Mouillesseaux et al., 2011 - Mutation in utp15 Disrupts Vascular Patterning in a p53-Dependent Manner in Zebrafish Embryos. PLoS One   6(9):e25013 Full text @ PLoS One

Fig. 1 Confocal microscopic analysis of angiogenesis in LA1908 embryos.

A–F, Confocal z-stack projection images were captured of the trunk and tail vasculature of wild type (A, C, E) and LA1908 mutant (B, D, F) embryos at 25 (A, B), 30 (C, D), or 48 hpf (E, F). CVP endothelial tip cells are indicated by arrowheads; extent of ISV maturation is indicated by arrows in A–D. Delay of primary ISV sprouting is most prominent at 30 hpf (C and D, arrows), when WT ISVs have reached their dorsal terminus and branched to form the DLAV (C), while mutant ISVs remain stunted (D). By 48 hpf, ISV number is equivalent between WT and mutant embryos and DLAV has formed in both groups (E, F, arrows). Defects in CVP angiogenesis result in a thinner and shorter plexus that lacks the complexity of WT embryos (F versus E). Insets in E and F, enlarged regions indicated by yellow rectangles, showing ISV lumens. Scale bars are 100 μm.

Fig. 2 Aberrant expression of arterial and venous endothelial cell markers in LA1908 mutant embryos.

A–B, Expression of grl, an arterial EC marker, was dramatically reduced in LA1908 mutant embryos (B versus A) at 21 hpf. C–D, Expression of the venous marker, flt4, was increased and localized ectopically in LA1908 mutant embryos at 27 hpf (D versus C). Vertical black bars, approximate location of vibratome cross-sections shown in C′–D′. C′–D′, Vibratome cross-section of embryos shown in C, D, revealing flt4 expression was appropriately restricted to the CV in 27 hpf wildtype embryos (C′), but is ectopically expressed in the DA and ISVs in LA1908 mutant embryos (D′). Embryos shown are representative from triplicate experiments performed on a minimum of 5 embryos per condition.
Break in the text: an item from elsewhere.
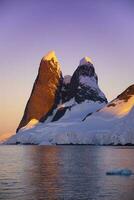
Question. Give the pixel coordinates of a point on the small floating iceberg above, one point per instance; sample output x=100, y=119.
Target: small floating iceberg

Fig. 3 Apoptosis is pervasive in neural tissues of LA1908 mutant embryos.

A–B, Brightfield phase-contrast imaging of mutant embryos revealed craniofacial disorganization and extensive cell death (hazy dark brown appearance in midbrain in B versus A). C–D′, Apoptosis is significantly induced in LA1908 mutant embryos (D, D′) relative to stage-matched WT siblings (C, C′). Green fluorescence marks the endothelial cells. Red fluorescence indicates apoptotic cells detected by TUNEL assay. ACeV, Anterior cerebral vein. ey, eye primordium. hrt, embryonic heart. MCeV, Middle cerebral vein. PMBC, Primordial midbrain channel. E, Quantitative and statistical analyses of apoptotic bodies at several stages of development in WT versus mutant embryos. * = p-value<0.05, ** = p-value<0.005, *** = p-value<0.00005 by two-tailed t-test, n = 3 embryos for each condition, data are average±SEM.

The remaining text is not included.